How bacteria avoid poisoning themselves

RIKEN researchers have discovered how bacteria that produce the toxic gas nitric oxide avoid poisoning themselves¹. They found that proteins that generate and degrade nitric oxide form a single complex, allowing bacteria to neutralize nitric oxide immediately after it is produced.

In low-oxygen environments, some bacteria can produce energy using nitrate instead of oxygen. These include some pathogenic bacteria, such as Pseudomonas aeruginosa, a notorious cause of opportunistic infections in hospital patients.

The process by which these bacteria generate energy from nitrate, known as denitrification, produces nitric oxide as a toxic by-product. Although researchers knew that denitrifying bacteria need to tightly control nitric oxide production, they did not know how this was controlled.

In P. aeruginosa, nitric oxide is produced by the enzyme nitrite reductase (NiR) and decomposed by the enzyme nitric oxide reductase (NOR). Takehiko Tosha at the RIKEN Biometal Science Laboratory and his colleagues conjectured that these two proteins might combine to form a single structure. To test this idea, they isolated the two enzymes and examined their structures using x-ray diffraction. They found that the proteins did indeed fit together like puzzle pieces.

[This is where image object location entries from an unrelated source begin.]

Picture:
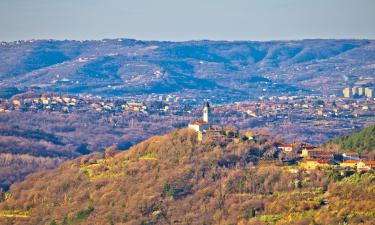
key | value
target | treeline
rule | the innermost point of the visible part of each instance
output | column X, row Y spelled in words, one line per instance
column 175, row 179
column 362, row 141
column 14, row 168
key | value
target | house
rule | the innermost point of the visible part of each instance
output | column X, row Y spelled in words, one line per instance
column 289, row 147
column 366, row 165
column 316, row 163
column 202, row 125
column 198, row 125
column 320, row 153
column 349, row 163
column 350, row 156
column 256, row 136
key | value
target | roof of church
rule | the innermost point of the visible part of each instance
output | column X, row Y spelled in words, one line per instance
column 200, row 123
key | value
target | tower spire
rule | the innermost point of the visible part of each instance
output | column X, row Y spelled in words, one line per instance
column 206, row 111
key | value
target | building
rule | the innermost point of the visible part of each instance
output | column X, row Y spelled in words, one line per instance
column 349, row 163
column 289, row 147
column 346, row 92
column 317, row 153
column 366, row 165
column 350, row 156
column 368, row 92
column 316, row 163
column 202, row 125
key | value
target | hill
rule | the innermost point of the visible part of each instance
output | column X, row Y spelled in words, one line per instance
column 360, row 141
column 174, row 179
column 230, row 70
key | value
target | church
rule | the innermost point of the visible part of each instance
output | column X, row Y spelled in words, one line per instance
column 202, row 125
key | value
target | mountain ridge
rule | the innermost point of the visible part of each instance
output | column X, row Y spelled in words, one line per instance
column 118, row 67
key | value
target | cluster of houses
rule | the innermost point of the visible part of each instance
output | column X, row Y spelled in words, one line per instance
column 311, row 157
column 307, row 156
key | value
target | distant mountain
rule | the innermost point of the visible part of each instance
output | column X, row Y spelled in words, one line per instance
column 175, row 179
column 361, row 141
column 216, row 68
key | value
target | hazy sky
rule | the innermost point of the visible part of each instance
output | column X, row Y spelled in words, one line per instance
column 186, row 19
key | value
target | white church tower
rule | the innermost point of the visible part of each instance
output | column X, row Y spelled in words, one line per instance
column 202, row 125
column 206, row 111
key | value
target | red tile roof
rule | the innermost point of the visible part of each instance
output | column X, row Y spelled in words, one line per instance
column 200, row 123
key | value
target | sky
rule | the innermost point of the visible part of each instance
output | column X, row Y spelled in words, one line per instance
column 180, row 20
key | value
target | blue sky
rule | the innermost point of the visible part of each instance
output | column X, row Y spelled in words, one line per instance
column 186, row 19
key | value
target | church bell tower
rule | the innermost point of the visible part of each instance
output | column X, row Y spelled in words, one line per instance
column 206, row 111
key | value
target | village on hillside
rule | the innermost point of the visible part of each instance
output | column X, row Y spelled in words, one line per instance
column 302, row 154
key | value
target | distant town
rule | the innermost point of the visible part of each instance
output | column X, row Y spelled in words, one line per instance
column 312, row 119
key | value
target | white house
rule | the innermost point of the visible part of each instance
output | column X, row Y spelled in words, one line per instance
column 202, row 125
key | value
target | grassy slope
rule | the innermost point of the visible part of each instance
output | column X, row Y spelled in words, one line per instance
column 172, row 179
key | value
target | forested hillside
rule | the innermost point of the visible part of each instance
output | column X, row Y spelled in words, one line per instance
column 174, row 179
column 361, row 141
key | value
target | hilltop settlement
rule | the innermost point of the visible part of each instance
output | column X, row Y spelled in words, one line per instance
column 305, row 155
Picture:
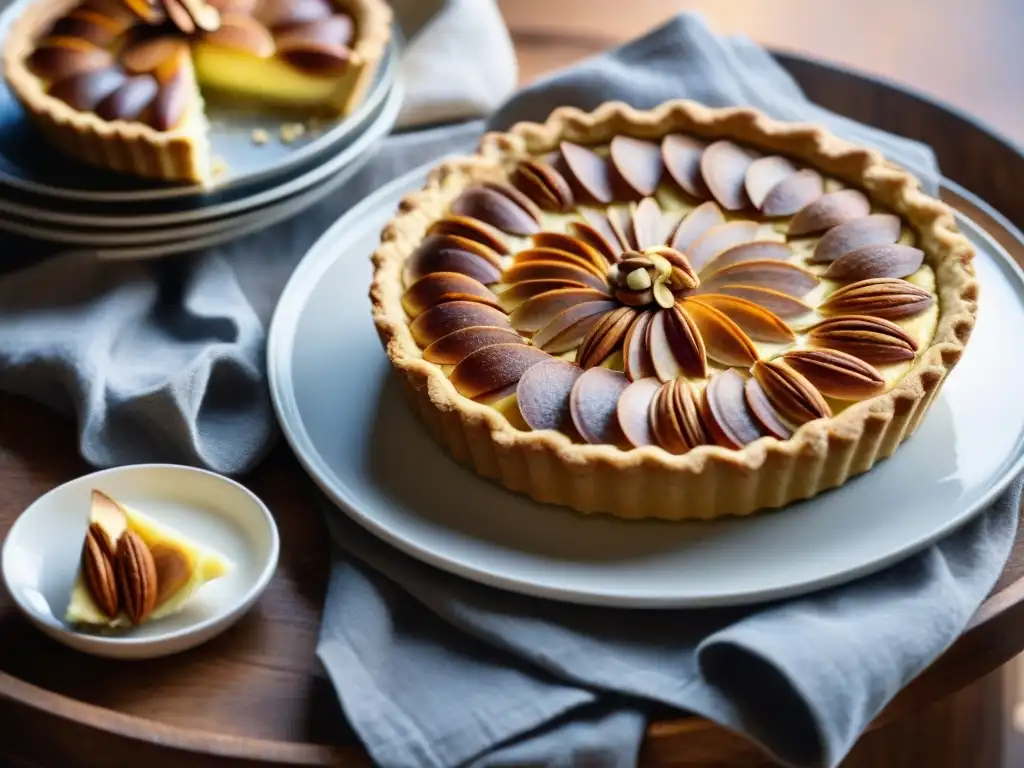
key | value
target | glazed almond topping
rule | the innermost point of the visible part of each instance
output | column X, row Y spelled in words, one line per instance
column 673, row 294
column 129, row 59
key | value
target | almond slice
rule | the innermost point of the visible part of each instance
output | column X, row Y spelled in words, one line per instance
column 681, row 155
column 443, row 318
column 876, row 229
column 675, row 346
column 723, row 339
column 605, row 337
column 589, row 169
column 719, row 239
column 763, row 411
column 637, row 163
column 636, row 355
column 755, row 321
column 446, row 253
column 764, row 174
column 452, row 349
column 496, row 209
column 566, row 330
column 793, row 194
column 634, row 412
column 697, row 222
column 837, row 374
column 543, row 394
column 535, row 313
column 891, row 260
column 470, row 228
column 594, row 403
column 546, row 186
column 871, row 339
column 493, row 371
column 832, row 209
column 879, row 297
column 437, row 288
column 551, row 269
column 723, row 166
column 725, row 413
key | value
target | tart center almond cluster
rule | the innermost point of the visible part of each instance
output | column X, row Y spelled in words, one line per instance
column 674, row 294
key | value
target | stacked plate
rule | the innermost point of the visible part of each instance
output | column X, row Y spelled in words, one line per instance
column 273, row 169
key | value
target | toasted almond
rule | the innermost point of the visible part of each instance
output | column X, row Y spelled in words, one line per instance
column 832, row 209
column 873, row 340
column 879, row 297
column 891, row 260
column 764, row 174
column 681, row 155
column 723, row 166
column 136, row 578
column 496, row 209
column 589, row 170
column 637, row 163
column 98, row 557
column 725, row 413
column 437, row 288
column 243, row 33
column 470, row 228
column 543, row 394
column 443, row 318
column 605, row 337
column 837, row 374
column 594, row 406
column 695, row 224
column 544, row 185
column 793, row 396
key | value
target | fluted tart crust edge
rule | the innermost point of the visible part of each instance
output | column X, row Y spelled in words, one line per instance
column 708, row 481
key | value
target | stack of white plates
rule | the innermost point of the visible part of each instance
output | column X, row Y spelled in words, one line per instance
column 46, row 196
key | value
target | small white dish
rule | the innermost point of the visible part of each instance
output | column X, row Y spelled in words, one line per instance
column 41, row 554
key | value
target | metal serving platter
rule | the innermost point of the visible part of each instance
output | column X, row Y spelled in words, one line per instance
column 29, row 165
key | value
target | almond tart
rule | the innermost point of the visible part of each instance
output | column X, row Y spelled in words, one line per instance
column 118, row 83
column 685, row 312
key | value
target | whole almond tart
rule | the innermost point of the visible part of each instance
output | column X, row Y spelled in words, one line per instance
column 119, row 84
column 680, row 313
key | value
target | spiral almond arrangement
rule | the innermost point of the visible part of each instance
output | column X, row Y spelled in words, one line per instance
column 660, row 294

“Nitric oxide-producing NiR and nitric oxide-decomposing NOR form a complex to prevent cytotoxic nitric oxide diffusing into the cellular environment,” says Tosha. Locating nitric oxide production and disposal in a single unit effectively prevents leakage of the toxic by-product (Fig. 1).

The researchers next investigated how the complex is bound together as well as the consequences of breaking it apart. Using computer simulations, they determined which parts of the protein form the key chemical associations that bind NiR and NOR. They then created mutant strains of P. aeruginosain which these key interactions were disrupted, impeding complex formation. The mutant strains showed up to a 30 per cent reduction in growth. Inhibiting complex formation hampered the bacteria’s ability to neutralize nitric oxide, causing them to poison themselves.

These results could have potent medical applications. “Denitrification is crucial for some pathogenic bacteria including P. aeruginosa to survive under low-oxygen conditions, such as inside biofilms, during infection,” explains Tosha. “Since we found that the interaction between NiR and NOR contributes to denitrification-dependent anaerobic growth of P. aeruginosa, compounds that inhibit this interaction might work as antimicrobial drugs.”

Tosha and his colleagues next plan to investigate whether the proteins responsible for processing nitrite, another toxic intermediate in this pathway, also form a complex that could be disrupted.